I’m using strainphlan to identify how the same bacteria species from multiple hosts are related.
However, in the alignment, there are multiple "N"s. I’m trying to figure out what those N’s mean. One assumption is that there are multiple variants (SNPs) of the bacterial species within a host. Since the program selects one representative, it collapses all the variants into “N.” So the Ns are sites where multiple strains of the same bacterial species within a host vary.
OK, if the above is true, is it possible to extract all true variants within a species without collapsing? If the above isn’t true, can you explain the presence of “N”?
Hi @Binkybrown
Thanks for getting in touch,
The 'N's in the alignment can occur due 2 different scenarios:
A polymorphic position defined as a position with an allele dominance lower than 80%.
A position in the reconstructed marker that has not been covered by, at least, 8 reads.
As StrainPhlAn reconstruct the secuence of the dominant strain in the sample (in case there are more than one) those positions are converted to Ns in the case the dominant SNP is catching less than 80% of the reads. However, polymorphic positions can be also produced by sequencing errors.
Moreover, extracting “all the true variants within a species” is really tricky, since we cannot be sure which SNPs belong to which strain.

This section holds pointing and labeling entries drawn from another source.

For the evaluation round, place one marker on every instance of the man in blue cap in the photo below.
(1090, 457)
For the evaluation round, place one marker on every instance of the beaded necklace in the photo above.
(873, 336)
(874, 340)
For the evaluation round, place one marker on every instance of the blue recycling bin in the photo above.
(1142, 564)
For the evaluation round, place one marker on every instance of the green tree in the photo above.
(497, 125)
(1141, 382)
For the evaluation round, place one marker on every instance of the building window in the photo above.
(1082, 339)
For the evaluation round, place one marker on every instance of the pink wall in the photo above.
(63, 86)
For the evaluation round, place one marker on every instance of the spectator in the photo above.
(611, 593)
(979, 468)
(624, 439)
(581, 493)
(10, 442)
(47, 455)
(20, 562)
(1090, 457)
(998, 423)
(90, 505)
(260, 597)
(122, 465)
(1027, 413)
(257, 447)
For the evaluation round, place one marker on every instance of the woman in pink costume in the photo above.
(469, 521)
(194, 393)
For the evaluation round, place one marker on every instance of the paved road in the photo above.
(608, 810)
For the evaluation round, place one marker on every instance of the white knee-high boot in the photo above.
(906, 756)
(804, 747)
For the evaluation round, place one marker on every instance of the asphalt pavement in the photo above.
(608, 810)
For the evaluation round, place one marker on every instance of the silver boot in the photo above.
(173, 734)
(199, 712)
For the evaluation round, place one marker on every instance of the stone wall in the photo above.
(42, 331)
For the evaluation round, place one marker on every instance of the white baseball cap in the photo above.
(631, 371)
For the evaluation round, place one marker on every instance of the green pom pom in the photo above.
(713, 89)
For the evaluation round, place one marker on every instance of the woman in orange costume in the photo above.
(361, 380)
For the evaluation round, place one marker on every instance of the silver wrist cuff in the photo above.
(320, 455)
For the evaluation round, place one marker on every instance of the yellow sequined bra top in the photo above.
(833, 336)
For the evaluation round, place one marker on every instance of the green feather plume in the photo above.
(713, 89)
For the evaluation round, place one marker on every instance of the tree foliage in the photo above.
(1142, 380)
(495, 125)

Thanks for the answers above. I seem to have run into the same issue, although I am still a bit confused how it happened given the two reasons you listed above. While I have a lot of Ns in my alignment output, I see very few Ns(or *s) in the .pkl file for consensus markers extracted from the metagenomes. I am also quite sure that >95% of the polymorphic positions (positions that are different from the reference markers) have major allele dominance >80% and are covered by more than 8 reads. I am thus quite confused how the Ns could have just appeared going from the consensus markers to the final alignment. I have also played around with the --marker_in_n_samples and the number of references/number of metagenome samples but no luck in getting rid of these Ns. Blasting the consensus markers against the final alignment also didn’t help (found almost no matching regions), which adds to my confusion because the alignments were supposed to be concatenations of the markers.
@cusoiv
Just for clarification, in StrainPhlAn, polymorphic positions are not “positions that are different from the reference markers” but just positions that have major allele dominance <80%. Those will be marked with * in the consensus markers.
Not being able to blast the consensus markers against the final alignment is something expected. Before concatenating all the markers in the final alignment, a quality control and trimming process is performed and, by default, only 500 of each marker are retained (you can see in the PhyloPhlAn tutorial all the operations performed for the “–diversity low + --fast” configuration: Home · biobakery/phylophlan Wiki · GitHub).
However, that you find more ‘N’ in your alignment that the ‘N’ + * in your markers is something unexpected. Could you provide me some examples?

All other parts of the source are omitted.